21 Horribly Evil Pranks To Play On Your Drunk Friends
all her text said was "asdfhdaufhudshfuds" and i knew that meant come over
I can only imagine the horrible things my future wife is doing on spring break right now.
Is it bad that I was more upset about not getting the perfume he told me he had bought for me then the actual breakup?
well he showed me a naked baby picture and i was right it hasn't grown
Instead of just putting in it he asked "will you do the honors?" it was the cutest thing I had ever heard before sex.
29 Times Beach Sex Ended With Sand In All The Wrong Places
I sat down with you and helped you write your will last night. I was THAT convinced that you weren't waking up.
Went to the career fair today..I handed out many resumes to find out later that they say I have a bachelor o farts degree...Top that.
I did my dad and i had to keep going back there to pick up coffee
please read the first 4 words of that text and consider punctuation
All I remember about walking back home was that I maced my shadow.
Peanut butter while high is kinda stressful
i took my goldfish out of his bowl last night and put him in my bed
just looked at his mug shot... not really my type
this is going to sound stupid but when I was drunk and thought I was a stripper where I did toss my pants?
I just remember standing in the shower with you eating chips.
she said, and i quote, "i want to black out with my rack out"
you were sitting on my toliet with a double cheesburger in your hand asking me how the cheeseburger even got there.
yeah my mom told me she knows when i come home high because i use my turn signal while turning into the driveway...
i thought to myself 'what a productive day'. then i realized all ive done is one load of laundry and shaved my balls.
i walked in the apt and she was vacuuming. i asked why and she said so we could have sex on the floor. i love clean freaks.
jacking off on stolen wireless... gotta enjoy the small things in life
i just lost my virginity for the 9th time. when will guys stop believing that nonsense line
my facebook is like a giant collection of my one night stands
she must've caught on when i went out for a "run" in jeans and a sweatshirt and came back holding a McDonalds bag and smelling like pot.
Facebook is used to stalk your friends, Twitter is used to stalk celebritie=s, and Myspace is used to stalk underaged girls. Everything else is porn. T=he Internet in a nutshell.
So I heard you only slept with me because you were drunk...is that true?
That depends on who this is.
my mom just texted me to let me know that Hooters is hiring
i wish my mom had big dreams like that for me
I just found glitter on my vibrator... whatever we're doing has to stop
A 14 year old with a teardrop tattoo just tried to sell me weed. I'm in the wrong fucking neighborhood.

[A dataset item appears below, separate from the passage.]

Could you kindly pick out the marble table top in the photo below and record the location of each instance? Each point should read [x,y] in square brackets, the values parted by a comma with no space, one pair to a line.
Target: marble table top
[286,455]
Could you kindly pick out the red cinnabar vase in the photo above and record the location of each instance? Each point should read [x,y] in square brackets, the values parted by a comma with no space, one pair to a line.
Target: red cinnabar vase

and then she said I drew a line on her forehead with my cum and whispered "Simba"
We can smell you smoking weed from downstairs and your little brother is asking why the upstairs smells like gasoline. Please smoke in the basement. XOXO dad.
She turned over and said "You smell like my dad, i just can't do this"
well after he sqeezed a zit off his forearm i got the hell outta there
i decided not to call her again when she started singing "goodbye my lover" as i was walking out the door..
Do you ever go through someone elses pictures and just appreciate the fact that youre not really friends with them?